The second World Food Safety Day (WFSD) aims to draw attention and inspire action to help prevent, detect and manage foodborne risks, contributing to food security, human health, economic prosperity, agriculture, market access, tourism and sustainable development.
Calls to action
- Ensure it’s safe – Governments must ensure safe and nutritious food for all: National governments are critical in guaranteeing that we all can eat safe and nutritious food. Policy makers can promote sustainable agriculture and food systems, fostering multi-sectoral collaboration among public health, animal health, agriculture and other sectors. Food safety authorities can manage food safety risks along the entire food chain, including during emergencies. Countries can comply with international standards established by the Codex Alimentarius Commission.

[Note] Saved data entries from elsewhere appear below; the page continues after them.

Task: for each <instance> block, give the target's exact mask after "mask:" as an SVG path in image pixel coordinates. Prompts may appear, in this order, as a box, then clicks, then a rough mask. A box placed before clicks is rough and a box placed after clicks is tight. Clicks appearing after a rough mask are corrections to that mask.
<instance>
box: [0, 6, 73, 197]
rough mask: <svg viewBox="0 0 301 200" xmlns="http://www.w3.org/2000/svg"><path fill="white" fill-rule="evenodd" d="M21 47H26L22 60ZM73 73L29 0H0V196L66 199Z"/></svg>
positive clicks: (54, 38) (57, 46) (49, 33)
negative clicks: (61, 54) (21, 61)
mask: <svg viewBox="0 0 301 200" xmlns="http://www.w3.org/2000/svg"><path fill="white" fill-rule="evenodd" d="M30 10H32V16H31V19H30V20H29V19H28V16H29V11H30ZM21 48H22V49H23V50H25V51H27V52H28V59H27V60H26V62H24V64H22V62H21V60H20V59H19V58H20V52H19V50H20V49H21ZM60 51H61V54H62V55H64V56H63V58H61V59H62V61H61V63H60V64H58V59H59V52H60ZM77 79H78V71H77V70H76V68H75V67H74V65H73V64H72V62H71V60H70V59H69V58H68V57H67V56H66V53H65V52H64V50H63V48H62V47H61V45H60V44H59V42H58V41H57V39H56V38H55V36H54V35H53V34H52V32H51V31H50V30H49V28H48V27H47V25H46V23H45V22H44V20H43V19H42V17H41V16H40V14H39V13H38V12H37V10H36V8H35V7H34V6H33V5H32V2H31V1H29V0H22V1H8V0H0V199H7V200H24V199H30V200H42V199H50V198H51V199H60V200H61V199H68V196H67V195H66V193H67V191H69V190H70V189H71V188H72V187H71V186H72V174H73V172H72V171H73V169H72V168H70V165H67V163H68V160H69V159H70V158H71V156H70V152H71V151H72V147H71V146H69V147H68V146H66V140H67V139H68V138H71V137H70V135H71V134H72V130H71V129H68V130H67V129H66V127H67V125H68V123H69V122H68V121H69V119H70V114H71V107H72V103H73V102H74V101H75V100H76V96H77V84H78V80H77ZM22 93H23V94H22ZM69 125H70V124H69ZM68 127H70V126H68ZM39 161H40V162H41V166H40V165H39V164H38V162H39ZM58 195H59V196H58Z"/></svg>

- Grow it safe – Agriculture and food producers need to adopt good practices: Farming practices must ensure a sufficient supply of safe food at a global level today while at the same time mitigating climate change and minimizing future environmental impacts. As food production systems transform to adapt to changing conditions, farmers must carefully consider optimal ways to address potential risks to ensure that food is safe.
- Keep it safe – Business operators must make sure food is safe: Preventive controls can address most food safety problems. Everyone involved in food operations – from processing to retail – must ensure compliance with programmes like HACCP, a system that identifies, evaluates and controls hazards which are significant for food safety from primary production to final consumption. Additionally, good processing, storage and preservation help retain nutritional value and food safety as well as reduce post-harvest losses.
- Eat it safe – All consumers have a right to safe, healthy and nutritious food: Consumers have the power to drive change. They need to be empowered to make healthy food choices for themselves and support sustainable food systems for the planet. Given the complexity of food safety, consumers need access to timely, clear and reliable information about the nutritional and disease risks associated with their food choices. Unsafe food and unhealthy dietary choices swell the global burden of disease.
- Team up for safety – Food safety is a shared responsibility: The diverse group that share responsibility for food safety – governments, regional economic bodies, UN organizations, development agencies, trade organizations, consumer and producer groups, academic and research institutions and private sector entities – must work together on issues that affect us all, globally, regionally and locally. Collaboration is needed at many levels – across sectors within a government and across borders.